Design, Setting, and Patients
Observational study of a prospectively collected cohort of 160 consecutive cardiac arrest patients treated with therapeutic hypothermia.
Interventions
None
Measurements and Results
Eighty-four (60%) of the 141 subjects that survived hypothermia induction were discharged from the ICU with poor neurologic outcome, defined as a cerebral performance category (CPC) score of 3, 4, or 5. These subjects had lower BIS (p<0.001) and sedative requirements (p<0.001) during hypothermia compared to the 57 subjects discharged with good outcome.

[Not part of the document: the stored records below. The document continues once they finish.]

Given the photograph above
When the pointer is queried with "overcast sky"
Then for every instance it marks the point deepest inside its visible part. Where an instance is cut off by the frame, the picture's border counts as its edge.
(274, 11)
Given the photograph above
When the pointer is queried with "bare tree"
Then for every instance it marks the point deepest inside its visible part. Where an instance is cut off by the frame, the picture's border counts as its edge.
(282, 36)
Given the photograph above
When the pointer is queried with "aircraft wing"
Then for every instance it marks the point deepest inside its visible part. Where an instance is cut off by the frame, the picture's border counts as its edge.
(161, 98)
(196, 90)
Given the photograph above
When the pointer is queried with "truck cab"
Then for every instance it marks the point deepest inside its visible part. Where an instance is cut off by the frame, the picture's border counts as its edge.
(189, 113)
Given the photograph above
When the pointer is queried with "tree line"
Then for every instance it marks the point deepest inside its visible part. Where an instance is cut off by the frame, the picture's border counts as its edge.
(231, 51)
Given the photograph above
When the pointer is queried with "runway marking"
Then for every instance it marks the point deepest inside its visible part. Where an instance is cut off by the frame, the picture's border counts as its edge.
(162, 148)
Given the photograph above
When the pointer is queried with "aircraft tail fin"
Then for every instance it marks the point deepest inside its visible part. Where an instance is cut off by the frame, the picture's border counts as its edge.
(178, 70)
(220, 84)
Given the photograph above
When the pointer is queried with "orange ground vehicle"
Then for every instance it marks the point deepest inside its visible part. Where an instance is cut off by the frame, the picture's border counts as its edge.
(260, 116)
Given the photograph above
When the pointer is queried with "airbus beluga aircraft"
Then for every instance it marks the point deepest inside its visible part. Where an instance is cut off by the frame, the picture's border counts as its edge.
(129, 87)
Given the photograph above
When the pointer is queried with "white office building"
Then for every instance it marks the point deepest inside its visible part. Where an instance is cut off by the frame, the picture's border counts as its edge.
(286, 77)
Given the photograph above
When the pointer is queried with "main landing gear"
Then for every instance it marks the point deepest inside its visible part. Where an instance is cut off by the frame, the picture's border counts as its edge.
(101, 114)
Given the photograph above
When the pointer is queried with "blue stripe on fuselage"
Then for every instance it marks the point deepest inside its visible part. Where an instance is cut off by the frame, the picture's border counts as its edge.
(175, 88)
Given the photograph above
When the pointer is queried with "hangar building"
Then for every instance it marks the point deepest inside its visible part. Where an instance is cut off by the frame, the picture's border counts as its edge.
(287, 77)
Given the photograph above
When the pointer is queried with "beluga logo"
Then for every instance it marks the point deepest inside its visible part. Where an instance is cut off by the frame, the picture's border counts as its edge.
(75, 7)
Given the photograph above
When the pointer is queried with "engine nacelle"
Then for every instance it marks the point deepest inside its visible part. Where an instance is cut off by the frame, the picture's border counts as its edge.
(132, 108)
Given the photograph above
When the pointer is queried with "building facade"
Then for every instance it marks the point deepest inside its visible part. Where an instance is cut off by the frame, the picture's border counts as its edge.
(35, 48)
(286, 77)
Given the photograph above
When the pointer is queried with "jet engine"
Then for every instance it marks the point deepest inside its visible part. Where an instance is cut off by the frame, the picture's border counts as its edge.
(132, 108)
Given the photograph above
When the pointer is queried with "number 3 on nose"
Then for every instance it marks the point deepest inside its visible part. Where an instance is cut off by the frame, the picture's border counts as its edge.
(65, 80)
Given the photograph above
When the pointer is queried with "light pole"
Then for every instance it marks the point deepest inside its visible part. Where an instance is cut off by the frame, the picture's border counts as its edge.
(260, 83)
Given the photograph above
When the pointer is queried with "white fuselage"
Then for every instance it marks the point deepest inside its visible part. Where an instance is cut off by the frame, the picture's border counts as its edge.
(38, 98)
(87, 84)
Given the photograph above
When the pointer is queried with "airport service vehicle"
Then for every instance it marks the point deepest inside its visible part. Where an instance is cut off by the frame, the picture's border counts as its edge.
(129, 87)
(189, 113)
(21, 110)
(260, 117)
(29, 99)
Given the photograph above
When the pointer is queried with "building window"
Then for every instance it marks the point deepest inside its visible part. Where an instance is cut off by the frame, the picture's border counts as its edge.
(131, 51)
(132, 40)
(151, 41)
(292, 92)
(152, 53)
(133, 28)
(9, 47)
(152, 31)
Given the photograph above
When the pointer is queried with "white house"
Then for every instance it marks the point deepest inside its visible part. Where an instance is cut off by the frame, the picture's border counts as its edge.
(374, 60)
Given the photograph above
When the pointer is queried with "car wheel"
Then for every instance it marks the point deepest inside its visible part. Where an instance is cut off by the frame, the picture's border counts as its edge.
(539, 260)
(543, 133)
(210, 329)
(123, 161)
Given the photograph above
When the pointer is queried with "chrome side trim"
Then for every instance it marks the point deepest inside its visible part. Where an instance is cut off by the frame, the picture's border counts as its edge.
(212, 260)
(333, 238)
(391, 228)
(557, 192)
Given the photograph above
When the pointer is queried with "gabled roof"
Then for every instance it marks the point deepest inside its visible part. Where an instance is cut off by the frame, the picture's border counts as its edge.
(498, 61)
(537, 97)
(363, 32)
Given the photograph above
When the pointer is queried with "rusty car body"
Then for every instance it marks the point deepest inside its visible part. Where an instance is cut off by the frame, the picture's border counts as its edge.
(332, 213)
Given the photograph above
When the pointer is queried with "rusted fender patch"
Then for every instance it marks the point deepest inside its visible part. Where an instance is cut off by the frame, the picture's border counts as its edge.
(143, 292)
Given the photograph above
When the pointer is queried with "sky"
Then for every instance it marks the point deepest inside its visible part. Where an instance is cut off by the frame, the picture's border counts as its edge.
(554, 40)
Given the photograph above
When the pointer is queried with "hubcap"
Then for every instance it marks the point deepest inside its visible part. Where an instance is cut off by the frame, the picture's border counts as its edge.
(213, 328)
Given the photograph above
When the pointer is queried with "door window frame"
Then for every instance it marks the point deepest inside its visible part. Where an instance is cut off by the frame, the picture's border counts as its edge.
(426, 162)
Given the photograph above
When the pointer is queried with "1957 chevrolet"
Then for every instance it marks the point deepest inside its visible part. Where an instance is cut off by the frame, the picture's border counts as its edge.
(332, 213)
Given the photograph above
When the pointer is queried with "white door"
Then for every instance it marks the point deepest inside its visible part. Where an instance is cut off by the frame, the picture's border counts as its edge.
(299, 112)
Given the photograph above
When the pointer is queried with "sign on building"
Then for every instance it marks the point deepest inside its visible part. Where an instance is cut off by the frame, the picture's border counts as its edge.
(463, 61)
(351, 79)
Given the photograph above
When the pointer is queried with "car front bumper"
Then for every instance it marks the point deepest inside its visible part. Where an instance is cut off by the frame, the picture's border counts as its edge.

Early prediction of neurologic recovery was best seven hours after ICU admission, and median BIS scores at that time were 31 points lower in subjects discharged with poor outcome [11 (IQR 4 to 29) vs. 42 (37 to 49), p<0.001]. Median sedation requirements decreased by 17% (IQR −50% to 0%) seven hours after ICU admission in subjects with poor outcome but increased by 50% (95% CI 0% to 142%) in subjects with good outcome (p<0.001). Each 10-point decrease in BIS was independently associated with a 59% increase in the odds of poor outcome (95% CI: 32% to 76%, p<0.001). The model including BIS and sedative requirement correctly reclassified 15% of subjects from good to poor outcome and 1% of subjects from poor to good outcome. The model incorrectly reclassified 1% of subjects from poor to good outcome but did not incorrectly reclassify any from good to poor outcome.
Conclusions
BIS scores and sedative requirements early in the course of therapeutic hypothermia improve the identification of patients who will not recover from brain anoxia. The ability to accurately predict non-recovery after cardiac arrest could facilitate discussions with families, reduce patient suffering, and limit use of ICU resources in futile cases.